Malgré les promesses des acteurs sociaux, la revalorisation salariale des aides à domicile est à l'arrêt. L'État a transféré cette responsabilité aux départements, dont les budgets sont déjà serrés. Les employeurs de la Somme, inquiets, se tournent vers l'avenir, alors que 300 000 aides devront être recrutées d'ici 2030 en France.
Aides à domicile : enjeux et chiffres clés : la Fédération de l'aide et du soin à domicile alerte sur la nécessité d'augmenter le nombre d'aides à domicile dans un contexte où les salaires stagnent. Historiquement, ces femmes, qui s'illustrent par leur dévouement, accompagnent quotidiennement des individus malades ou âgés, rendant parfois visite aux plus solitaires, trop souvent oubliés.
Bien que les partenaires sociaux aient convenu d'une augmentation de 64 euros bruts en octobre dernier, cette augmentation a été gelée suite à une récente réunion où l'État a exposé son impossibilité de débloquer des fonds supplémentaires.
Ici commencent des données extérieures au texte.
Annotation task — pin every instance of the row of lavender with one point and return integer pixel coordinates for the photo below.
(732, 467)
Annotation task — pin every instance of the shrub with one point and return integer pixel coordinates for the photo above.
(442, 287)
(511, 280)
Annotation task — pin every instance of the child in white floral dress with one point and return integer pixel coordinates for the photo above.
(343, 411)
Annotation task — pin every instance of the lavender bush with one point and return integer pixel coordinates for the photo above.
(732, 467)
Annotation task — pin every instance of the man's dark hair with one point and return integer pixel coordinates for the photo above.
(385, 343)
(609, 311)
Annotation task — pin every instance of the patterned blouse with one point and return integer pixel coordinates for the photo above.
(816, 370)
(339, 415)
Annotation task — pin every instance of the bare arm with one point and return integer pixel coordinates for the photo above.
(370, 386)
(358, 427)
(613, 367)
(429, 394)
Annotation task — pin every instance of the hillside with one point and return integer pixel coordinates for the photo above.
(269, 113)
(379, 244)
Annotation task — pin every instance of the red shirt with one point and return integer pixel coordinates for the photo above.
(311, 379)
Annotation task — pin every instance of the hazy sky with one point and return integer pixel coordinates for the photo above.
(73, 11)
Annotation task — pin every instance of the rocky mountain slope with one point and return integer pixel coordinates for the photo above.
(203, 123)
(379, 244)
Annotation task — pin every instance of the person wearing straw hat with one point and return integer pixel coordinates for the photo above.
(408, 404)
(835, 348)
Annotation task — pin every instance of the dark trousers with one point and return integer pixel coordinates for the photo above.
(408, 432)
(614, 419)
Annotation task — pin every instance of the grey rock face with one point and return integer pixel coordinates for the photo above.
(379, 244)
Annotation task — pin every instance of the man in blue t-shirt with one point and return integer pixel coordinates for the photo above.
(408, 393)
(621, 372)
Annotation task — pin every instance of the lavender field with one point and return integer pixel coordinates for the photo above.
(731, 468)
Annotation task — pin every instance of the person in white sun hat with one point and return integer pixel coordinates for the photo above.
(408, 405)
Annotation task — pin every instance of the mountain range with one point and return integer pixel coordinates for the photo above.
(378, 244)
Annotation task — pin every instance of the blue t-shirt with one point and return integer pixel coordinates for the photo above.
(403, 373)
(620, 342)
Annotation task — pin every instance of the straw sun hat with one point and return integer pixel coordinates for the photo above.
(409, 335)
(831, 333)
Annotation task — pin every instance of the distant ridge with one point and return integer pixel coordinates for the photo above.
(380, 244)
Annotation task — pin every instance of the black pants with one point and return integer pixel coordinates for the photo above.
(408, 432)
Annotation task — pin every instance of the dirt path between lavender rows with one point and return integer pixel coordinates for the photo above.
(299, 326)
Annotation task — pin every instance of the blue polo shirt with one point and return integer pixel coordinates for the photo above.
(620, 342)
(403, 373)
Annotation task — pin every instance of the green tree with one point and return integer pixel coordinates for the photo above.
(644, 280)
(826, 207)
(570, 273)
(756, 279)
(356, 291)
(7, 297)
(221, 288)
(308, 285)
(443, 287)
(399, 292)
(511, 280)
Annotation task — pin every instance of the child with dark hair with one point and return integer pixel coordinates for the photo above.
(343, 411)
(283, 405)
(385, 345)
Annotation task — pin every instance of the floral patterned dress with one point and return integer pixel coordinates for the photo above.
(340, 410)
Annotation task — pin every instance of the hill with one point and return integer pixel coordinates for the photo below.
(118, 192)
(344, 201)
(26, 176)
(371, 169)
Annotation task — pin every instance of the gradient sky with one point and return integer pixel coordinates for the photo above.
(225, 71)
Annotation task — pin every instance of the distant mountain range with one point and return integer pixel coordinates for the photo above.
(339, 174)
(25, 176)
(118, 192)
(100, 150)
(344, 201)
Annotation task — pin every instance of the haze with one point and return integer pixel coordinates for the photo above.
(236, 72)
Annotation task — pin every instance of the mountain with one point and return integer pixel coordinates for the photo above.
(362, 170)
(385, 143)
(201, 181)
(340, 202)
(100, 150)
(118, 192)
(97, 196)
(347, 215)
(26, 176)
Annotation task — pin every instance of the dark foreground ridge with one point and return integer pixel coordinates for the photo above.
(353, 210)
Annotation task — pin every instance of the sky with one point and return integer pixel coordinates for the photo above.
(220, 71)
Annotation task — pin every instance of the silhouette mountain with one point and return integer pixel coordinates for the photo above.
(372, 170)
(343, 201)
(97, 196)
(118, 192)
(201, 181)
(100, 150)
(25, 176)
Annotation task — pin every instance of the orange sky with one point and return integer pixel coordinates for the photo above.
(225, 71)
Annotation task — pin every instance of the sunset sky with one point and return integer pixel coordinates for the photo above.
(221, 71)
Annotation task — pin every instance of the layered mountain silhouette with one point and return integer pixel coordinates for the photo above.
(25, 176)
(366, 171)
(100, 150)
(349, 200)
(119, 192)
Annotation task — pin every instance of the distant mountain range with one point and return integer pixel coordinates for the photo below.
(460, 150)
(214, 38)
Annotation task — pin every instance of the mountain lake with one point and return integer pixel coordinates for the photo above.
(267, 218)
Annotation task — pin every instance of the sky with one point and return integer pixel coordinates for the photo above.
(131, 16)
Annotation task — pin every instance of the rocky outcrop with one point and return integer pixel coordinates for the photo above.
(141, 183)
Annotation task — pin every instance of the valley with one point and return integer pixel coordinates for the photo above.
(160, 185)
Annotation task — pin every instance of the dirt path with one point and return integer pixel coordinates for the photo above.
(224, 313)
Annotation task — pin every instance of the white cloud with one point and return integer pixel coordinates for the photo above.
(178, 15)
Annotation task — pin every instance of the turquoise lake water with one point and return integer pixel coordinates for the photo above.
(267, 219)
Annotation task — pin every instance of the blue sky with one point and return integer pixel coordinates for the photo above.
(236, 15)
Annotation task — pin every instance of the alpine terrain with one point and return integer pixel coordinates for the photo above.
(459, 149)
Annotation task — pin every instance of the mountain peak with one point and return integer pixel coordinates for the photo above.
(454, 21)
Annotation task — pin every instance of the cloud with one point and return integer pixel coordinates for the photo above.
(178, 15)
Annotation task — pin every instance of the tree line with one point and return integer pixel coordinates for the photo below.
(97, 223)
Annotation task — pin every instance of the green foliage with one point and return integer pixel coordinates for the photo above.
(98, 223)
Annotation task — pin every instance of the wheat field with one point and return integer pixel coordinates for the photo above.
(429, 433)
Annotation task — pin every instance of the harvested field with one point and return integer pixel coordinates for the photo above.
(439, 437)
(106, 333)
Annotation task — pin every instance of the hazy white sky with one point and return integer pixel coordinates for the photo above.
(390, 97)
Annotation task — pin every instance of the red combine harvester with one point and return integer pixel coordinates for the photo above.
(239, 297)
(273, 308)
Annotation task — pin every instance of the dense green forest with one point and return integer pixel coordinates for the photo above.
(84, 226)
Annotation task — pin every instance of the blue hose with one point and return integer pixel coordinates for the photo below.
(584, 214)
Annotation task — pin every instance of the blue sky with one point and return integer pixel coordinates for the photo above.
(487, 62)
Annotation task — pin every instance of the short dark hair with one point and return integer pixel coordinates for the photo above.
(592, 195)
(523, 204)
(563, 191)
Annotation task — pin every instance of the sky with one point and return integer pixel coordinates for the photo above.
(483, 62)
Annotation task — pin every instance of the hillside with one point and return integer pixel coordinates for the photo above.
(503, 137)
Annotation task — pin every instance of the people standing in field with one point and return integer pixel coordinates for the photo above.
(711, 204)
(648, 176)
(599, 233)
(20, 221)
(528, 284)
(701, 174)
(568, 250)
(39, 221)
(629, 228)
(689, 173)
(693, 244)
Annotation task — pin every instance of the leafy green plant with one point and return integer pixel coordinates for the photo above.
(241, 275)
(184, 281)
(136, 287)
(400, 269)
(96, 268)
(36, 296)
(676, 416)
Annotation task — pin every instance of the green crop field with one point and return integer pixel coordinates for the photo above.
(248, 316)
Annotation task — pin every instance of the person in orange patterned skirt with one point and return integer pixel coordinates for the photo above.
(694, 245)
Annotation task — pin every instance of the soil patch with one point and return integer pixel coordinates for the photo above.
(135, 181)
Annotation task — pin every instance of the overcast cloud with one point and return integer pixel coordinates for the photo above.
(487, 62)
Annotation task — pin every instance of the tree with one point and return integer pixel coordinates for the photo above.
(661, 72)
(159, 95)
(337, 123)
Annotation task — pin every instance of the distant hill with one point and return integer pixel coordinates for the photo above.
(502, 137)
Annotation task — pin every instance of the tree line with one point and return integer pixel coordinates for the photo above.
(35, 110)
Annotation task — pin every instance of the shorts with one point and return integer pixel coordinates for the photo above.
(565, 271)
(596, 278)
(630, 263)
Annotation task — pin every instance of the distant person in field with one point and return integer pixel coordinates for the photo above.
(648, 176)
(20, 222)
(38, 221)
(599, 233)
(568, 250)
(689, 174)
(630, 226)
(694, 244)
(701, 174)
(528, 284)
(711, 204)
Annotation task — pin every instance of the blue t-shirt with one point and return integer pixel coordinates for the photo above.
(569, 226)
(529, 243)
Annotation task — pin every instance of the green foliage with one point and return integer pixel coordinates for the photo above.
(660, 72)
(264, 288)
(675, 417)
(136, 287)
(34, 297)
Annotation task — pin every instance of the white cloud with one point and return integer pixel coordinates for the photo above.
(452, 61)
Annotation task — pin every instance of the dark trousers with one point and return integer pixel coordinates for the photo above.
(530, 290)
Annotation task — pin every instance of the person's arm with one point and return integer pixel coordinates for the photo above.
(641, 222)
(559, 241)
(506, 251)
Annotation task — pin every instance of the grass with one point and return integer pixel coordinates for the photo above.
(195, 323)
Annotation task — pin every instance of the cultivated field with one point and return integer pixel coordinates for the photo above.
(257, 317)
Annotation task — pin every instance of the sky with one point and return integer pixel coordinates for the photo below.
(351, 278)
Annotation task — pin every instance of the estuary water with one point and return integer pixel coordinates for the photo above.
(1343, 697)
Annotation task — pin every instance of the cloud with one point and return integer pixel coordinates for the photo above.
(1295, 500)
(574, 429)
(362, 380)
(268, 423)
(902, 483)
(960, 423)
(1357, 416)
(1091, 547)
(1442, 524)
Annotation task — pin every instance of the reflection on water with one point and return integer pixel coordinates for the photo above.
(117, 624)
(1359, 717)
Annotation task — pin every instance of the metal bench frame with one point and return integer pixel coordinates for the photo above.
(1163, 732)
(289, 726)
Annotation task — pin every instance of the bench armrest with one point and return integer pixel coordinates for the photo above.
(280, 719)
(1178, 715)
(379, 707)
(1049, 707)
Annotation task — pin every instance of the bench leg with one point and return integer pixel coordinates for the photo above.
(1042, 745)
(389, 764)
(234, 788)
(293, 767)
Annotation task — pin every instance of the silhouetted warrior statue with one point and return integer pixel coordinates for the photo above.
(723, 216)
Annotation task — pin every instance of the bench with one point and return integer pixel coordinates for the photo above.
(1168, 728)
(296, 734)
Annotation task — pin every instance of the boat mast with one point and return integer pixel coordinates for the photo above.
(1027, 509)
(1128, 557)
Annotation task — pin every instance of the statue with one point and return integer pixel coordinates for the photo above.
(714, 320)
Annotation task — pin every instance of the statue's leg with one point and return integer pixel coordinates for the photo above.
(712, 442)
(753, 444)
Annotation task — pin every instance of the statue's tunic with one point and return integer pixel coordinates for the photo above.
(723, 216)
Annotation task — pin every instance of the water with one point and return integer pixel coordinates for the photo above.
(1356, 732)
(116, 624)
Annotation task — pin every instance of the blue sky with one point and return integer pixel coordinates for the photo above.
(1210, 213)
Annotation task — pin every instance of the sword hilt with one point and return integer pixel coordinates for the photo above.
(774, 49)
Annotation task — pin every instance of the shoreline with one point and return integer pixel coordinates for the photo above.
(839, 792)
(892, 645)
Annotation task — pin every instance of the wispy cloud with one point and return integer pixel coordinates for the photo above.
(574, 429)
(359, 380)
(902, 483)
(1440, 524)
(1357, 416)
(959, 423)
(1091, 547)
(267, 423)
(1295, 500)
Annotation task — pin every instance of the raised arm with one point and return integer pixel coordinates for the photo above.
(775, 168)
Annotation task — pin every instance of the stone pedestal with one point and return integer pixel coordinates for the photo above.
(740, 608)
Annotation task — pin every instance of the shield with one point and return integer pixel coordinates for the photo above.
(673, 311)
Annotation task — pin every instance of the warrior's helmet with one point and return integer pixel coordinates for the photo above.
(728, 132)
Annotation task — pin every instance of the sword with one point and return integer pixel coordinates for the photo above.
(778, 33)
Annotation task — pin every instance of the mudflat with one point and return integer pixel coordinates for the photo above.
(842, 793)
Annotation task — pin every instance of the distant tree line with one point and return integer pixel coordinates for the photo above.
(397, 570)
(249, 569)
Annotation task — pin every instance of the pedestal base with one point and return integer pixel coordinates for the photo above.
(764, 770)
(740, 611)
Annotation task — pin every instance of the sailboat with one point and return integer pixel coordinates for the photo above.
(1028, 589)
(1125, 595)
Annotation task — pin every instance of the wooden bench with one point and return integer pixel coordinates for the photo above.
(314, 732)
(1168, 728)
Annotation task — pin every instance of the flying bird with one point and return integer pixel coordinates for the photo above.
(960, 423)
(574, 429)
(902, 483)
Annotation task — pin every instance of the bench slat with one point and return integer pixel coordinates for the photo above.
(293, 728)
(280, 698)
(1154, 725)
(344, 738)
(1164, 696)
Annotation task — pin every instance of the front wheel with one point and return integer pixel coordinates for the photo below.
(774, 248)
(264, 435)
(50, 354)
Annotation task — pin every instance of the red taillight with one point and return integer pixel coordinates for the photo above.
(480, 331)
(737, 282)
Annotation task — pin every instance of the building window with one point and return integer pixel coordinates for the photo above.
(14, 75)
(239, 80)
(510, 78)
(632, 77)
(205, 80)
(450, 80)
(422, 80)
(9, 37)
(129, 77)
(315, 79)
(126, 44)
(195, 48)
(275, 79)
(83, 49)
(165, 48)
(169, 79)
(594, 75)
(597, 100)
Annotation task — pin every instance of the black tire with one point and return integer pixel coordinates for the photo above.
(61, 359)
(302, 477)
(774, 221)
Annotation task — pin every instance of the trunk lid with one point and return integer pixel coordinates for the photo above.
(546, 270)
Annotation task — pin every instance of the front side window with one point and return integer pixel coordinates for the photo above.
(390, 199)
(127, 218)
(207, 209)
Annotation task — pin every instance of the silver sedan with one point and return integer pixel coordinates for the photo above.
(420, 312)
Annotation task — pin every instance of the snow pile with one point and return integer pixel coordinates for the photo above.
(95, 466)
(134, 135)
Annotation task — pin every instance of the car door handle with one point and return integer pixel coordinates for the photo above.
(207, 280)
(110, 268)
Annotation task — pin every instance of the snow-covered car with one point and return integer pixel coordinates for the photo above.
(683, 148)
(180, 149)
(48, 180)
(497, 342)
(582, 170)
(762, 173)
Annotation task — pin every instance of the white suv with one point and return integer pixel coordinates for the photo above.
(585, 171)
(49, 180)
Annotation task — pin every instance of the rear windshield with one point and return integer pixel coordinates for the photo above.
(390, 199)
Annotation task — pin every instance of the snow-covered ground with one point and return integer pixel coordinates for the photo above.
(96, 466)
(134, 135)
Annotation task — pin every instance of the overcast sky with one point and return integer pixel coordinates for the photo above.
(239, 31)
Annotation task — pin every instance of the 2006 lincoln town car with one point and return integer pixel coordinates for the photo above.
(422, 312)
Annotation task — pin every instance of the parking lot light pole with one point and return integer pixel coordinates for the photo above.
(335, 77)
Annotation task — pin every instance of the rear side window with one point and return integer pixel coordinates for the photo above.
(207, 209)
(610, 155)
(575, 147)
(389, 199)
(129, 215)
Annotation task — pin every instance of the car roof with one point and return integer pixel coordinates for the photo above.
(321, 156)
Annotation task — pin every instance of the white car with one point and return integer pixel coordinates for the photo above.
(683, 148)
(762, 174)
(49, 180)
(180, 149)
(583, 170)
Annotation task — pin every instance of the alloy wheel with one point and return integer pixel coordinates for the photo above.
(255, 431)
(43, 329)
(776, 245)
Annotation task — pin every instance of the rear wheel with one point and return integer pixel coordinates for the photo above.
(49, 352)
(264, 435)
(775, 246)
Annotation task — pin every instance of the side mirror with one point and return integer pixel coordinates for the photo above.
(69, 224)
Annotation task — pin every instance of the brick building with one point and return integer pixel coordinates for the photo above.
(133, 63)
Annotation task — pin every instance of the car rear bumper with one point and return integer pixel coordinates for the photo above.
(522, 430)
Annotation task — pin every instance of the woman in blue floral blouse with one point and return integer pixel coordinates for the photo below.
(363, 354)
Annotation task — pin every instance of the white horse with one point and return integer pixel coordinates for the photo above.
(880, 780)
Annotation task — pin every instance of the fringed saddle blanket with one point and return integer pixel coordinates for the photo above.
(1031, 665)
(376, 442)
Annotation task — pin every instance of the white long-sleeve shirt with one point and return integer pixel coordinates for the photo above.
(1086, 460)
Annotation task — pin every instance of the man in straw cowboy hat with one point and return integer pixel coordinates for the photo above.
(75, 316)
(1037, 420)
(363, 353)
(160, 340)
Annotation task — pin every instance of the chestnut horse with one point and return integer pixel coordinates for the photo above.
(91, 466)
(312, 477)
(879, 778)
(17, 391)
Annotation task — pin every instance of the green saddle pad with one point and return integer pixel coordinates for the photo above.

Avec un délai de quatre mois pour trancher sur ce dossier épineux, la situation reste floue, plongeant les employeurs de la Somme dans l'incertitude.
Des auxiliaires de vie en pénurie
Chez Valloires Domicile, qui emploie 80 auxiliaires dans le recouvrement du Ponthieu-Marquenterre, chaque salarié rencontre une quinzaine de bénéficiaires par jour pour un salaire déjà très près du SMIC, voire en dessous. Marie-Charlotte Thueux, la directrice, souligne que beaucoup de ses employées sont contraintes de multiplier les activités pour joindre les deux bouts.
Cette organisation, qui opère dans 42 communes, n’a pas les capacités financières d'augmenter les salaires ou d'offrir des primes d’essence aux auxiliaires. Cela entraîne une réorganisation des missions : "Nous avons choisi de sectoriser notre intervention sur des zones de 5 à 10 kilomètres pour limiter les déplacements, mais si la situation ne change pas, des heures d'aide devront être supprimées", s’inquiète la directrice, qui exprime son "anxiété" face à l'avenir du secteur.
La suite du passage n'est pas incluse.